Here's the thing: it wasn't until I was writing a unit test for this new feature that I finally realized why the pthreads API function

int pthread_cond_timedwait(pthread_cond_t *cond, pthread_mutex_t *mutex, const struct timespec *abstime);

uses the absolute wall clock time (e.g. 2020-10-02T17:38:24.03894879UTC) instead of a relative duration (e.g. 0.50000000s) to specify a timeout (abstime) for the condition that the caller is asking to wait for. Timeouts in other POSIX standard features, like the select(2) system call, are specified as a duration.
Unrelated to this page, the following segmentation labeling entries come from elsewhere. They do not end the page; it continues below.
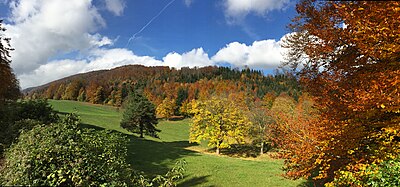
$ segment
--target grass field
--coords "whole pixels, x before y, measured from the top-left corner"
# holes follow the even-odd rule
[[[253,160],[217,156],[198,152],[204,145],[190,144],[190,120],[160,121],[160,139],[140,139],[120,128],[121,111],[117,108],[93,105],[74,101],[55,101],[49,103],[60,112],[76,112],[84,126],[104,128],[128,134],[131,141],[128,147],[128,160],[137,170],[148,175],[163,174],[172,168],[176,161],[187,162],[184,180],[179,186],[299,186],[304,180],[292,181],[280,176],[281,160],[268,157]]]

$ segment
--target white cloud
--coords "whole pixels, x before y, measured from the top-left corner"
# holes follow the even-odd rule
[[[252,45],[232,42],[220,49],[211,59],[214,62],[227,62],[235,67],[246,65],[251,68],[277,68],[286,51],[281,47],[281,43],[282,39],[255,41]]]
[[[10,8],[12,24],[5,26],[17,75],[29,74],[55,55],[110,43],[91,34],[105,26],[91,0],[14,0]]]
[[[190,7],[190,6],[192,5],[193,1],[194,1],[194,0],[185,0],[185,5],[186,5],[187,7]]]
[[[150,56],[138,56],[124,48],[94,49],[84,60],[56,60],[39,66],[32,72],[24,73],[18,78],[22,88],[38,86],[76,73],[84,73],[102,69],[141,64],[145,66],[170,66],[204,67],[214,65],[208,58],[208,54],[202,48],[193,49],[187,53],[169,53],[163,60],[157,60]]]
[[[203,67],[214,65],[214,62],[210,60],[208,54],[204,52],[203,48],[193,49],[187,53],[178,54],[175,52],[168,53],[163,58],[163,65],[182,68],[182,67]]]
[[[225,16],[235,22],[250,13],[265,15],[272,10],[284,9],[290,0],[224,0]]]
[[[34,71],[18,76],[22,89],[74,75],[86,66],[86,61],[59,60],[40,65]]]
[[[124,13],[125,1],[124,0],[105,0],[106,8],[116,16],[120,16]]]

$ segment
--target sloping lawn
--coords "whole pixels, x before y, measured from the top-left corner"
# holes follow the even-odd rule
[[[49,100],[62,113],[76,112],[84,127],[123,132],[131,139],[128,160],[147,175],[163,174],[178,160],[187,162],[184,180],[179,186],[298,186],[304,180],[292,181],[281,176],[281,160],[263,157],[247,160],[213,153],[201,153],[203,146],[190,144],[190,120],[163,121],[158,124],[160,139],[138,138],[119,126],[122,113],[109,106],[76,101]]]

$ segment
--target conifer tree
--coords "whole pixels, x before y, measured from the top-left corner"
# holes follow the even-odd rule
[[[158,137],[157,132],[160,130],[155,127],[157,123],[153,103],[138,92],[131,93],[122,116],[121,127],[129,132],[138,133],[141,138],[143,134]]]

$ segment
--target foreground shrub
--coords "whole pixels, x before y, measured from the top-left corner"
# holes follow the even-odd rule
[[[20,131],[30,130],[37,124],[58,121],[58,116],[46,100],[7,102],[0,106],[0,155],[8,148]]]
[[[74,120],[35,126],[6,151],[1,182],[125,186],[133,178],[125,161],[127,142],[120,133],[79,129]]]
[[[361,164],[357,171],[338,171],[338,176],[327,186],[400,186],[400,159],[380,164]]]
[[[29,128],[5,152],[0,185],[170,187],[183,178],[184,161],[165,175],[143,177],[126,163],[125,135],[81,129],[74,114],[50,125],[18,124]]]

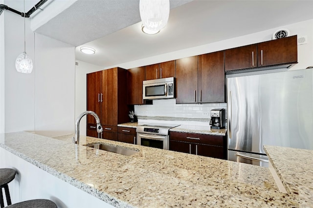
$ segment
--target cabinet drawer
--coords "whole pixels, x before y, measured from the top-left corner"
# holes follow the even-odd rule
[[[170,140],[223,146],[223,136],[170,131]]]
[[[117,126],[117,132],[121,134],[136,135],[136,129],[128,127]]]
[[[121,142],[136,144],[136,136],[131,134],[118,133],[117,141]]]
[[[117,132],[117,125],[103,125],[102,128],[103,128],[103,131],[108,132]]]

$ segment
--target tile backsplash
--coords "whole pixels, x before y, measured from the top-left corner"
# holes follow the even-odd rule
[[[226,110],[227,104],[176,104],[175,99],[154,100],[152,105],[135,105],[134,112],[141,116],[209,119],[211,110],[217,107],[223,107]]]

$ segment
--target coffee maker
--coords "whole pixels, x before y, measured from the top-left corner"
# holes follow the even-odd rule
[[[225,109],[218,108],[211,110],[211,128],[225,128]]]

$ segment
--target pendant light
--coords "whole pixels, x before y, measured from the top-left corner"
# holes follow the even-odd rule
[[[24,0],[24,52],[20,54],[15,60],[15,68],[18,72],[29,74],[33,70],[33,61],[26,53],[25,38],[25,0]]]
[[[139,7],[143,32],[147,29],[150,31],[147,34],[157,33],[167,23],[170,0],[140,0]]]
It finally dawned on me it was because this allows you to specify a consistent fixed timeout for complex situations that may have to receive multiple pthread signals to satisfy their pthread wait condition.

Here's a code snippet from the unit test. Below, my function diminuto_thread_wait_until calls pthread_cond_timedwait in the pthread library. (Click on the image to see a larger version.)

Screen Shot 2020-10-02 at 11.25.11 AM

The test initializes the thread object (a C struct instance) with a pointer to the function, body7, that implements the thread logic. The test starts the thread with an argument of just a null pointer that is passed to the function. Then the test acquires the current clock time and (effectively) adds one second to it. The test then enters a critical section which locks a pthread mutex associated with the thread. Inside the critical section, if the thread has not yet entered the running state (something the framework changes), the test waits until it receives a pthread signal on the condition associated with the thread from my framework indicating that the thread state has changed. Then it checks again. When the thread is in the running state, the test exits the critical section, unlocking the mutex.

No matter how many times the test waits, the thread state changes, a signal is sent, and the test wakes up to check the state again, the unit test will never wait longer than a total of one second. If more than a total of one second elapses, the wait will return the error code ETIMEDOUT instead of zero, and the test will fail.

This eliminates all the bookkeeping I've had to do in real-time operating systems that have non-POSIX threading models. In those RTOSes, I had to keep track myself of how much time had elapsed, subtract that duration from the total timeout, check that I hadn't used up all the timeout, and if not then wait again. It's not that hard (in fact, Diminuto has features that make this pretty easy), but it does call for more code.

I confess I felt a warm glow inside when I figured this out. There is a joy in understanding a problem that people smarter than you have solved.